The IBCSG 23-01 study limited enrollment to patients with micrometastases or ITCs in the sentinel lymph nodes, different from the Z0011 eligibility criteria which allowed micrometastatic or macrometastatic disease and in which 50% of patients had macrometastatic disease, 35% had micrometastases and the remainder no or unknown extent of nodal disease. Additionally, in the IBCSG study, 95% of patients had only one positive SLN whereas in the Z0011 study 79% of the SLN only group had zero or one positive SLN. Thus, nodal burden was lower in the IBCSG 23-01 study than ACOSOG Z0011. Therefore, in the context of Z0011, the results of the IBCSG 23-01 study, in which 95.6% of patients had only one positive SLN limited to ITCs or micrometastatic disease, are not surprising. Namely, local control and disease-free survival were not different with or without ALND after a median follow-up of 5 years in this highly selected group of patients. The study provides additional data to confirm that for this limited group of patients, mainly those with small ER-positive tumors with low nodal disease burden undergoing breast conservation with radiation, ALND might be avoided safely. It is important to note that in both of these studies, more than 90% of patients received systemic therapy.

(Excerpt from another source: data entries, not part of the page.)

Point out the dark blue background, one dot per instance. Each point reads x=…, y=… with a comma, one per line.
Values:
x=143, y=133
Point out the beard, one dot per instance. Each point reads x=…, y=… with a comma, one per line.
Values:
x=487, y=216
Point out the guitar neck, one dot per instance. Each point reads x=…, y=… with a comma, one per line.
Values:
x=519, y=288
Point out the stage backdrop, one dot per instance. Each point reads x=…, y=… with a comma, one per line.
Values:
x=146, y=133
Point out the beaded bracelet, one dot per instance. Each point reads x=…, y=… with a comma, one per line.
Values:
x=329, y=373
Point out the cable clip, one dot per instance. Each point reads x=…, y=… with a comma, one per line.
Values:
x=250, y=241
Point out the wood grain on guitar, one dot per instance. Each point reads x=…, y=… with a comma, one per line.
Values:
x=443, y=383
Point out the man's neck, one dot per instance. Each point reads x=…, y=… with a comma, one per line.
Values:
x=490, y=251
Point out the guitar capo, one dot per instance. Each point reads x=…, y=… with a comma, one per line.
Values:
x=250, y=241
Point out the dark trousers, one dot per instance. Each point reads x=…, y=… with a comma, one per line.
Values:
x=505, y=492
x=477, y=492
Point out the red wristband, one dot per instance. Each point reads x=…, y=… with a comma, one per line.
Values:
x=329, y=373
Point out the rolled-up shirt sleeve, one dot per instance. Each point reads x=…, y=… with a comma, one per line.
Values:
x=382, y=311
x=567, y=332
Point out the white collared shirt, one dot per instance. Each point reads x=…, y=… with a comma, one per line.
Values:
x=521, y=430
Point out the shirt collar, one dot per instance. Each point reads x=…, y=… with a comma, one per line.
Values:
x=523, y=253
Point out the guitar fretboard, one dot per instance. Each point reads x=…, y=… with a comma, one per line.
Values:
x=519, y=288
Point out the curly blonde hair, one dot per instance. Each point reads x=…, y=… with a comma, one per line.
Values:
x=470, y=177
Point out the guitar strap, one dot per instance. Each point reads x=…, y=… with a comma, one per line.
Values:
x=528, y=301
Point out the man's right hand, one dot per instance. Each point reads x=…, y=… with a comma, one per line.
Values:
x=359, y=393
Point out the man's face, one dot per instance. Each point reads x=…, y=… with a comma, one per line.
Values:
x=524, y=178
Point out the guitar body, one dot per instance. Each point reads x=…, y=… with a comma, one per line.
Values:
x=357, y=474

Therefore, when metastatic extra-nodal disease is already spread in the axilla or the nodes that were harvested appeared clinically enlarged ( predicting extra nodal spread), caution should be used. Patients might also be selected preoperatively evaluating the presence of factors that may predict extra-nodal spread for instance using ultrasounds and FNAB.
One important pitfall is anyway the follow-up time. As the long term outcomes are unknown, we should be careful specially with younger patients with a prospective long survival.
Regarding the case of a patient who undergo mastectomy, the data are not clear and therefore not sufficient to give a definitive answer. Patient were too few and no evidence might be therefore provided.